55L'instant de calme, où se trouve maintenant le lecteur, nous permet de lui communiquer des réflexions par lesquelles nous n'avons pas voulu l'interrompre.
56A-peu-près 84 livres de France: la pistole simple vaut 21 livres; il y en a des doubles et des quadruples.
57L'habit du personnage de ce nom est l'uniforme de ces drôles-là.
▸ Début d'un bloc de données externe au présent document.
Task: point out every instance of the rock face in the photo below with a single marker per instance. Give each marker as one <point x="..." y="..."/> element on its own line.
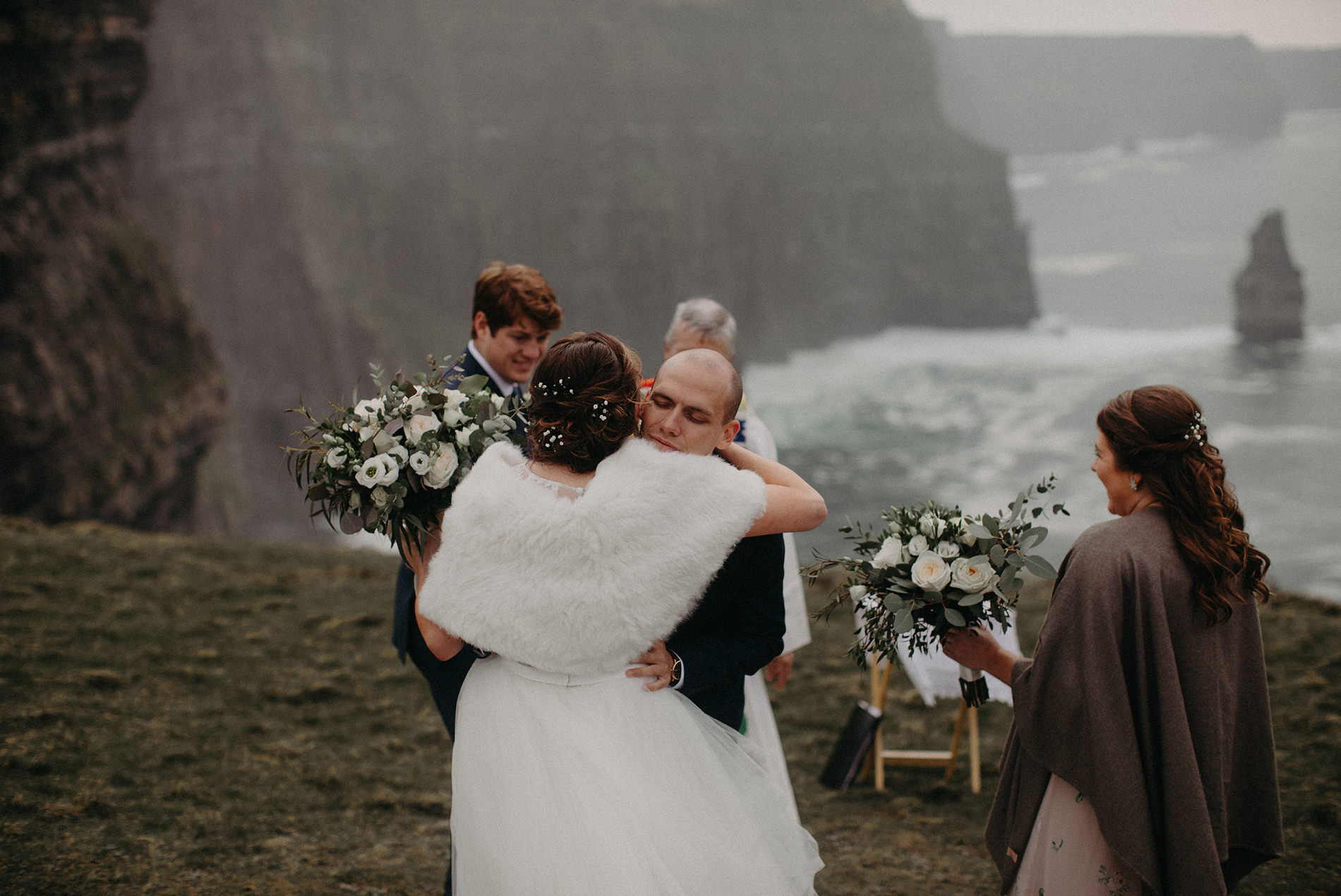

58Innocent III, à dessein de mettre l'inquisition en faveur, accorda des privilèges et des indulgences à ceux qui prêteraient main-forte au tribunal pour chercher et punir les coupables: il est aisé de voir, d'après une aussi sage institution, combien leur nombre dut augmenter; ce sont ces infâmes délateurs que l'on appelle familiers, comme s'ils étaient en quelque sorte de la famille de l'inquisiteur. Les plus grands seigneurs acquérant l'impunité de leurs crimes au moyen de cette fonction, s'empressent tous d'entrer dans ce noble corps. Le tribunal de l'inquisition n'est pas le seul qui ait des familiers, et l'Espagne n'est pas la seule partie de l'Europe où l'administration soit viciée au point de corrompre ou de tolérer la corruption de la moitié des citoyens pour tourmenter inutilement l'autre.